We have a word for the edifices great and small – Mausoleums – named after the edifice erected by King Mausolus – one of the wonders of the ancient world in its time – buildings characterised the classical world as it had those of the Egyptians. The pyramids and Egyptian books of the dead served a millenium; the necropolis of Roman and Greek cities yet another millenium; in the post Roman dispensation these funerary traditions were inherited and eventually embellished. The Requiem is the very special gift of Medieval piety to the ongoing Christian tradition. It bestows upon death the peculiar specialness – perhaps sanctity is the right word – we feel we ought to bestow upon a life’s end. There are others of course and others traditions in other cultures all have their equal value.

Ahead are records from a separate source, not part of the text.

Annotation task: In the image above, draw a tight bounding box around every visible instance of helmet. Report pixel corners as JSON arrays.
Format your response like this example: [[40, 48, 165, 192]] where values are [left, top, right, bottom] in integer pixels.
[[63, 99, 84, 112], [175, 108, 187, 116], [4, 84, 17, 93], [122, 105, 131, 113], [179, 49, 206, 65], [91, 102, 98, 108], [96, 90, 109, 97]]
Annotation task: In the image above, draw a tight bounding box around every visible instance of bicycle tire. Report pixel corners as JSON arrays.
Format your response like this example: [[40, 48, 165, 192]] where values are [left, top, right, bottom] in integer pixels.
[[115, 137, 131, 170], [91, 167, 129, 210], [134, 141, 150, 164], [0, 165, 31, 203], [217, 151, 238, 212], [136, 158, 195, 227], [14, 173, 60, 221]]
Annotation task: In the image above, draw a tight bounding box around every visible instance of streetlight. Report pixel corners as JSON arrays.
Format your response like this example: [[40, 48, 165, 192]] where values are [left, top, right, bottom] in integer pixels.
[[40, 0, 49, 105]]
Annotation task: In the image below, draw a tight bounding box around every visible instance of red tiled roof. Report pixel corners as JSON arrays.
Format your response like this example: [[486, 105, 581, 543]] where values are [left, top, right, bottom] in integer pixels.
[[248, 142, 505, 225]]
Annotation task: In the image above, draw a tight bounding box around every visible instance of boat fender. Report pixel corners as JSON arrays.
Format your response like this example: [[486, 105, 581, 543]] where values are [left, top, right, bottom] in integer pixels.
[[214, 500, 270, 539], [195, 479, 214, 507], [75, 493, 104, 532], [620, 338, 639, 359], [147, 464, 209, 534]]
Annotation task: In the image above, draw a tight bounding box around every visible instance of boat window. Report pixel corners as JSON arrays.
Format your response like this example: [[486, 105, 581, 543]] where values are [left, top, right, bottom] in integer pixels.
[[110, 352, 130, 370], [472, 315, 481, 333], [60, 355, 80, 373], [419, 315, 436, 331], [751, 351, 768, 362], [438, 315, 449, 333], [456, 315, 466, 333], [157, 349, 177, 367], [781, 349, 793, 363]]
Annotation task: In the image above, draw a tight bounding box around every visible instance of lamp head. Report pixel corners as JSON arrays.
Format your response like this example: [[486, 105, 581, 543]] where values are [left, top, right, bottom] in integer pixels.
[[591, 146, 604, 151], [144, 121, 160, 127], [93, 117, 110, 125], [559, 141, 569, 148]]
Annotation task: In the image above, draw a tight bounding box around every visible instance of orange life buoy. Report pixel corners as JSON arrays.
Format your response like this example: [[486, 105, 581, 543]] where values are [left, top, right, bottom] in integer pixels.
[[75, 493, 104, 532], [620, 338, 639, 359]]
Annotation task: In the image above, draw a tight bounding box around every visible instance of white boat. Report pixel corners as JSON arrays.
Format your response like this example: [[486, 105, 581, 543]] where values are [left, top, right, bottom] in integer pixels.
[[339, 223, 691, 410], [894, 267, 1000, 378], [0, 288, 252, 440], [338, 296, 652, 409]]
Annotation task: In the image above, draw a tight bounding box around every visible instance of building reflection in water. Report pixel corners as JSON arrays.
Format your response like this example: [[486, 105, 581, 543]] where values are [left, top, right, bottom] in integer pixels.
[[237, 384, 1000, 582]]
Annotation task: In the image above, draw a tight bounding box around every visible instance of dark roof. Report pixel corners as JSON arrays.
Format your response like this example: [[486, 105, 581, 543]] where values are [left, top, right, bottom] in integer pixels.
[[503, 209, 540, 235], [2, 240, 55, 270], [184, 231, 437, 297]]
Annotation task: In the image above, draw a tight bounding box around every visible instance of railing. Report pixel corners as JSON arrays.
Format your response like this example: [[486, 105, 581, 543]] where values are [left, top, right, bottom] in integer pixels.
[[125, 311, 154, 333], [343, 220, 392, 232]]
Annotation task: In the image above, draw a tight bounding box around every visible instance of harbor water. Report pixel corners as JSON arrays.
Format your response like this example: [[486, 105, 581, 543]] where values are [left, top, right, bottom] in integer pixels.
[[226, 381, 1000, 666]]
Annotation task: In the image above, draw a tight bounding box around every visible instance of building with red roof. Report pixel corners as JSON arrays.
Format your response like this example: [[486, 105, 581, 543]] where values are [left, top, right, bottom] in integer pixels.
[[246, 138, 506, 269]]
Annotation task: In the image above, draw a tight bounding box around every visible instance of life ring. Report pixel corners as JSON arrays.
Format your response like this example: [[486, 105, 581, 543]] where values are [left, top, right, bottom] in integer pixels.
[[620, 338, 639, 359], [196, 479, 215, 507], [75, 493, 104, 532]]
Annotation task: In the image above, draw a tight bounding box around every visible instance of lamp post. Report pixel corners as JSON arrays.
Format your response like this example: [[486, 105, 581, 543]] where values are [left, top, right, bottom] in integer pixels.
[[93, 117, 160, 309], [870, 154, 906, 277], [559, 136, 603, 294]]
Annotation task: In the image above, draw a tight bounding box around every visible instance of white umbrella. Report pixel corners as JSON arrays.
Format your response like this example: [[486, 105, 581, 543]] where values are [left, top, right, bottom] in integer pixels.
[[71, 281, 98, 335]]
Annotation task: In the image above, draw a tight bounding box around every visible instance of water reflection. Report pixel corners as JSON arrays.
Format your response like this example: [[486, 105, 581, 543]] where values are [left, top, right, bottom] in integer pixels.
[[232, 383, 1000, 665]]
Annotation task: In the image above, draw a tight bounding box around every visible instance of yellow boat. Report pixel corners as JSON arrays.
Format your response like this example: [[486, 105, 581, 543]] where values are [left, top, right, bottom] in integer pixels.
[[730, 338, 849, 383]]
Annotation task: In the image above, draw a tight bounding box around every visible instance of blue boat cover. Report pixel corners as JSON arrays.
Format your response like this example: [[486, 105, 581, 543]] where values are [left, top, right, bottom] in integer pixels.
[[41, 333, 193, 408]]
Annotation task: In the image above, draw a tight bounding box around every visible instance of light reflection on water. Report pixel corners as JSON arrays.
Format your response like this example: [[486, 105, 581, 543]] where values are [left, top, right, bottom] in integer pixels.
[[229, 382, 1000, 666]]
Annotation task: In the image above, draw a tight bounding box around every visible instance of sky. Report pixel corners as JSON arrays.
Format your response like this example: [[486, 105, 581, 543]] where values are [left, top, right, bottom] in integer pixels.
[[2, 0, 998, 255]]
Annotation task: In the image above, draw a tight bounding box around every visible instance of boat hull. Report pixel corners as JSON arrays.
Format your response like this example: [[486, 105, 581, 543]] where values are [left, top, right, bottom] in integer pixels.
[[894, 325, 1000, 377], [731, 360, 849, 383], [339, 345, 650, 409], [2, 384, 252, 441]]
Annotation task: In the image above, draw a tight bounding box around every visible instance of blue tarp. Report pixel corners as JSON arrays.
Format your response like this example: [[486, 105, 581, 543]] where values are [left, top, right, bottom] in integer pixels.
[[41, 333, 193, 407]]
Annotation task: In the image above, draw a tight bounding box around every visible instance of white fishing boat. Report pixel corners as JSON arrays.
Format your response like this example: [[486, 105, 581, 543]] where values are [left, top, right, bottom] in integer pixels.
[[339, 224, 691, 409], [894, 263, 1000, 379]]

The Requiem evokes the unique gift of both a life and its loss. Its poetry has inspired music from the outset – at first plainchant – then later it inspired composers almost unlike any other rite in the liturgy of the church. Cimarosa; Mozart; Donizetti; Brahms; Dvorak; Faure; There is a list of them here which is a cute thing in its own right – forgive the pun. www.requiemsurvey.org/composers.php?start=22&sex=0
In this century Britten reflected the sense shared loss and shared catastrophe that became the legacy of the first World War and he used the requiem and the texts of some of the poetry of Wilfred Owen to give the Great War itself its very own Requiem
Virginia Mayo as Lady Edith, says, “War, war! That’s all you ever think about, Dick Plantagenet!” in King Richard and the Crusades – deservedly remembered as one of the worst films ever made but the line has its own immortality and its own warning.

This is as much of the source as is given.